The most obvious option here is the civil law injunction claim under Section 1004 of the German Civil Code (BGB) in conjunction with Section 823(2) BGB and the provisions of the GDPR. German courts have already taken this route in the past, and the CJEU has expressly not blocked it. Accordingly, lawsuits based on general personal rights personality already have prospects of success. From there, it is only a small step to invoking the right to data protection itself.

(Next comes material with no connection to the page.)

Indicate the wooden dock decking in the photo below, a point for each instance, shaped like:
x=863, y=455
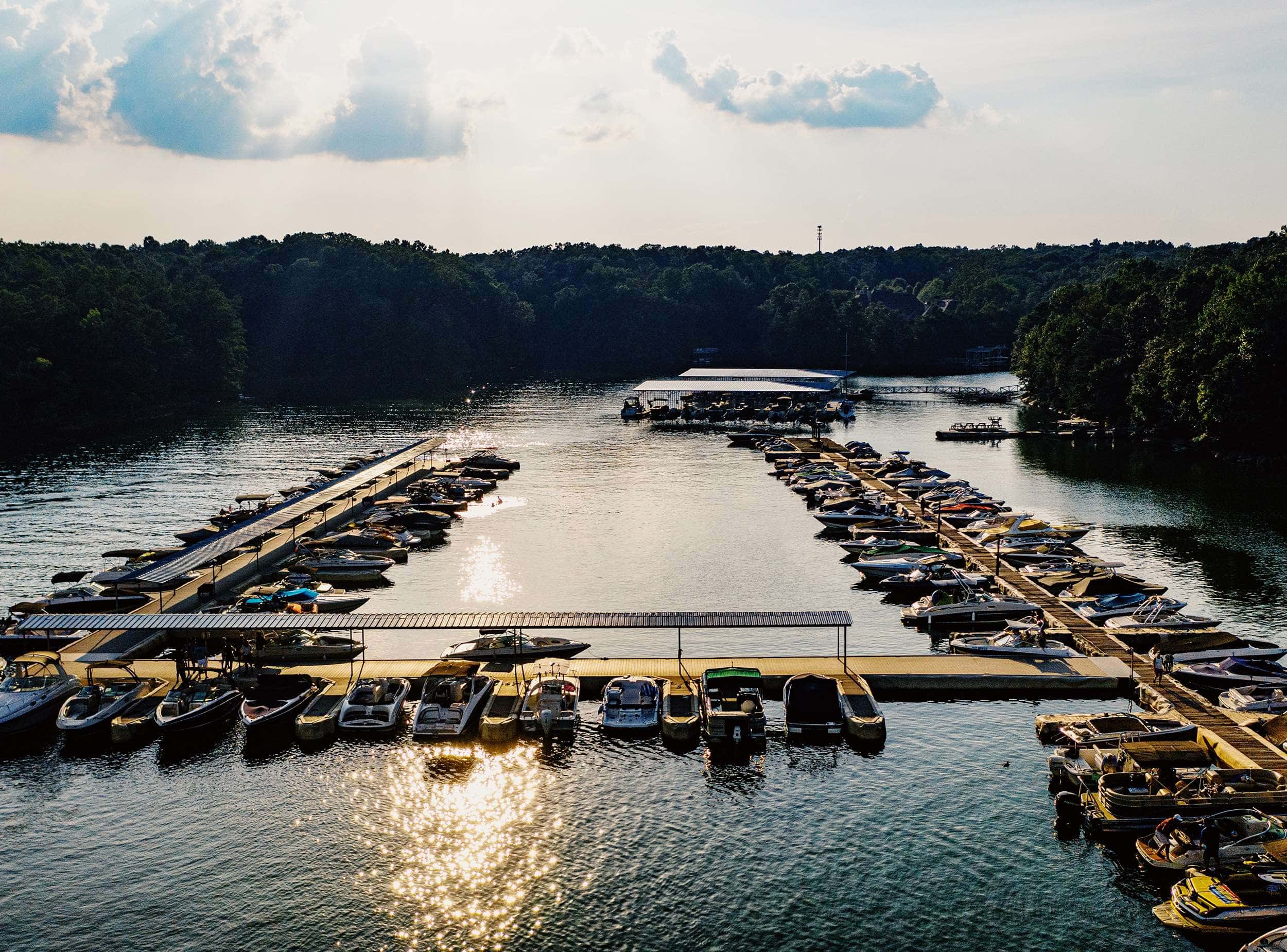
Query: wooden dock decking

On the other hand, the decision significantly strengthens the position of data subjects in cases of non-material damage. Companies must take into account that even minor emotional distress may be sufficient to justify a claim for damages. In terms of litigation practice, this means that lawsuits for non-material damages could increasingly be based on a variety of everyday infringements in the future.
The clear rejection of a punitive damages function is, in turn, a signal to German case law: the amount of compensation may not be increased or reduced on the basis of fault, but must be based solely on the actual (non-material) disadvantage incurred.
This will likely result in moderate assessments of damages in many proceedings. Nevertheless, the risk of numerous small but cumulatively costly claims remains. In addition, practice increasingly shows that data subjects – often with the active support of specialised legal counsel – are quite willing to pursue even low-value claims.
Conclusion
The CJEU ruling provides clarity: there is no right to injunctive relief under EU law, however, German civil law, through section 1004 of the German Civil Code (BGB) applied by analogy, offers a practicable means of preventing unlawful data processing in the future. It can be assumed that the Federal Court of Justice will now explicitly open this path.
At the same time, the CJEU significantly expands the scope of application of non-material damages. For companies in Germany, this entails that preventive compliance measures to avoid data protection breaches are more crucial than ever, since even minor infringements or emotional distress may now give rise to significant financial exposure.